Dewan Rakyat Provinsi Quang Ninh telah mengeluarkan resolusi yang menghapuskan biaya masuk ke Yen Tu untuk jangka waktu tiga tahun, berlaku hingga 31 Desember 2028. Keputusan ini dibuat setelah kompleks situs bersejarah dan tempat wisata Yen Tu secara resmi diakui sebagai Situs Warisan Budaya Dunia .

Pengunjung akan mendapatkan tiket masuk gratis ke Yen Tu selama tiga tahun ke depan.
FOTO: LA NGHIA HIEU
Menurut Dewan Rakyat Provinsi Quang Ninh , kebijakan masuk gratis ke Yen Tu bertujuan untuk mengungkapkan rasa terima kasih kepada masyarakat, biksu, umat Buddha, dan wisatawan yang telah mendampingi dan berkontribusi dalam proses melindungi dan melestarikan warisan budaya serta membangun berkas untuk diajukan ke UNESCO untuk dimasukkan dalam daftar Warisan Dunia.
Hal ini juga berfungsi sebagai solusi untuk merangsang permintaan pariwisata , mengingat tren penurunan jumlah pengunjung ke Yen Tu dalam beberapa tahun terakhir.
Statistik menunjukkan bahwa pada tahun 2018, Yen Tu menerima lebih dari 1 juta pengunjung, tetapi pada tahun 2025 angka ini diperkirakan akan turun menjadi sekitar 567.000. Kebijakan masuk gratis diharapkan dapat memberikan dorongan untuk menarik wisatawan domestik dan internasional, berkontribusi pada pemulihan wisata ziarah dan spiritual yang terkait dengan nilai-nilai budaya dan sejarah unik dari situs warisan tersebut.
Kompleks situs bersejarah dan tempat wisata Yen Tu - Vinh Nghiem - Con Son - Kiet Bac diakui oleh UNESCO sebagai Situs Warisan Budaya Dunia pada sesi ke-47 pada Juli 2025, menjadi situs warisan ke-9 Vietnam, yang meliputi provinsi Quang Ninh, Bac Ninh, dan Hai Phong.

Yen Tu menyambut sejumlah besar peziarah setiap tahunnya.
FOTO: NT
Pada sesi tersebut, Dewan Rakyat Provinsi Quang Ninh juga menyetujui penyesuaian mekanisme keuangan untuk Badan Pengelola Warisan Dunia Teluk Ha Long - Yen Tu. Unit ini akan dibentuk mulai 1 November 2025, berdasarkan penggabungan Badan Pengelola Teluk Ha Long, Badan Pengelola Taman Nasional Bai Tu Long, dan Badan Pengelola Situs Sejarah dan Tempat Wisata.
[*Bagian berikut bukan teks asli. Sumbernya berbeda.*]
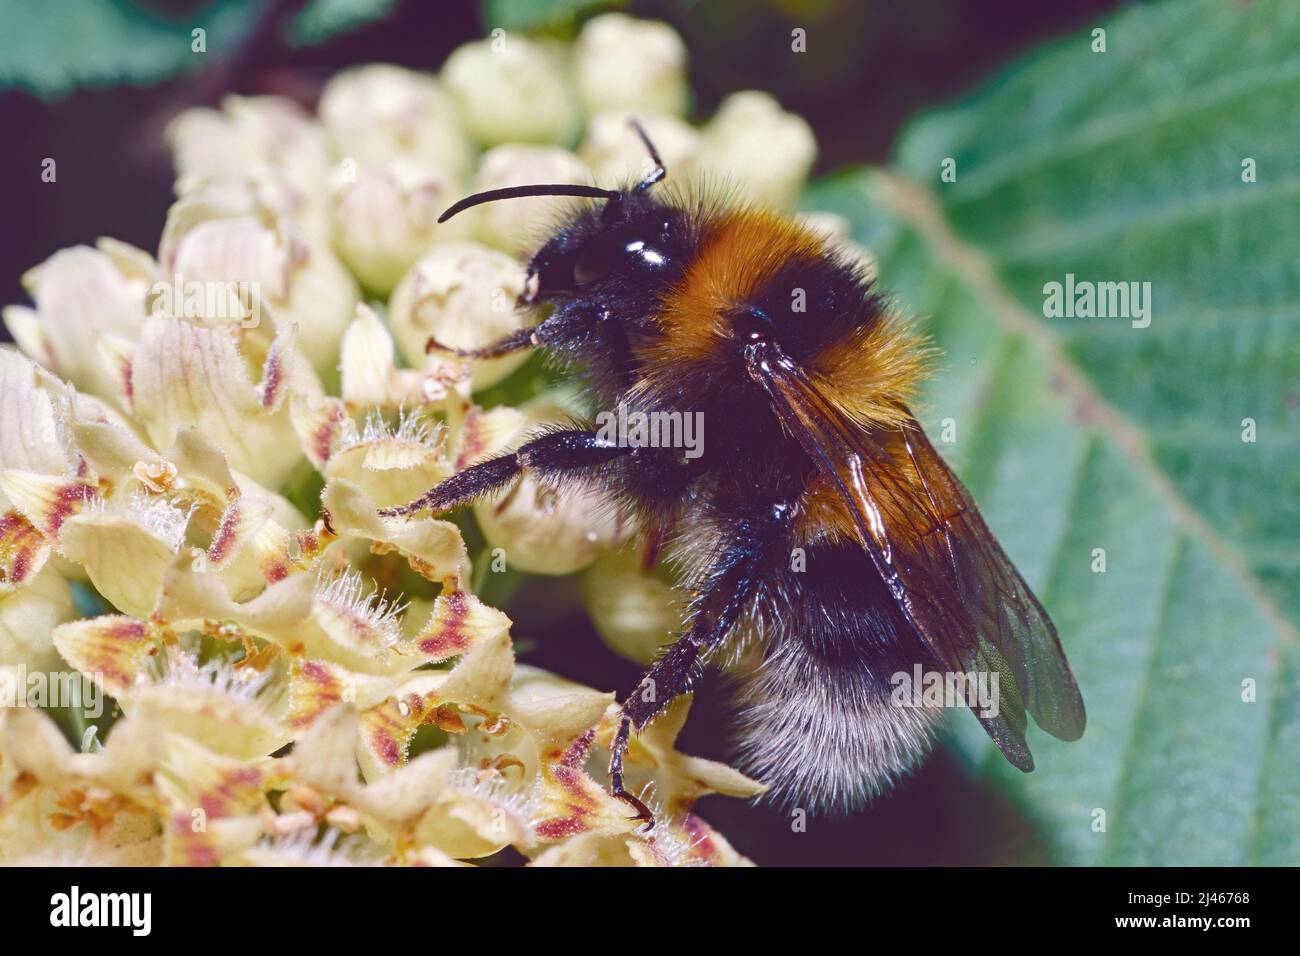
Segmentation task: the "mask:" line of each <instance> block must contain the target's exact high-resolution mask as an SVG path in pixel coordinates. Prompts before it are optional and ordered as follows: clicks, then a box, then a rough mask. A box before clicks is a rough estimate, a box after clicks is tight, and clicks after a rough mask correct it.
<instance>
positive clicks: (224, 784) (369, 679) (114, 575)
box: [0, 14, 836, 865]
Setelah penggabungan, dewan manajemen baru bertanggung jawab atas wilayah yang luas yang mencakup dua situs Warisan Dunia, Teluk Ha Long dan Teluk Bai Tu Long, bersama dengan empat monumen nasional khusus, hutan nasional, dan taman nasional ASEAN yang membentang dari Dong Trieu hingga Van Don. Jumlah total staf saat ini mencapai 507 orang.
Menurut Komite Rakyat Provinsi Quang Ninh, tingkat retensi 11% dari biaya masuk Teluk Ha Long berdasarkan mekanisme lama tidak lagi cukup untuk menjamin berjalannya aparatur administrasi baru, terutama dalam konteks meningkatnya biaya gaji pokok, upah minimum daerah, dan pengeluaran rutin untuk pemeliharaan dan perbaikan infrastruktur warisan budaya.
Oleh karena itu, Dewan Rakyat Provinsi Quang Ninh dengan suara bulat menyetujui peningkatan persentase pendapatan yang ditahan oleh Badan Pengelola Warisan Dunia Teluk Ha Long - Yen Tu menjadi 26% dari total biaya masuk yang dikumpulkan untuk Teluk Ha Long dan Teluk Bai Tu Long; sisanya, 74%, akan disetorkan ke anggaran negara.
Dengan proyeksi pendapatan dari biaya masuk Teluk Ha Long pada tahun 2026 yang melebihi 1.011 miliar VND, maka 26% yang ditahan, setara dengan sekitar 276 miliar VND, sudah cukup untuk menutupi biaya operasional dan memenuhi tugas yang diberikan.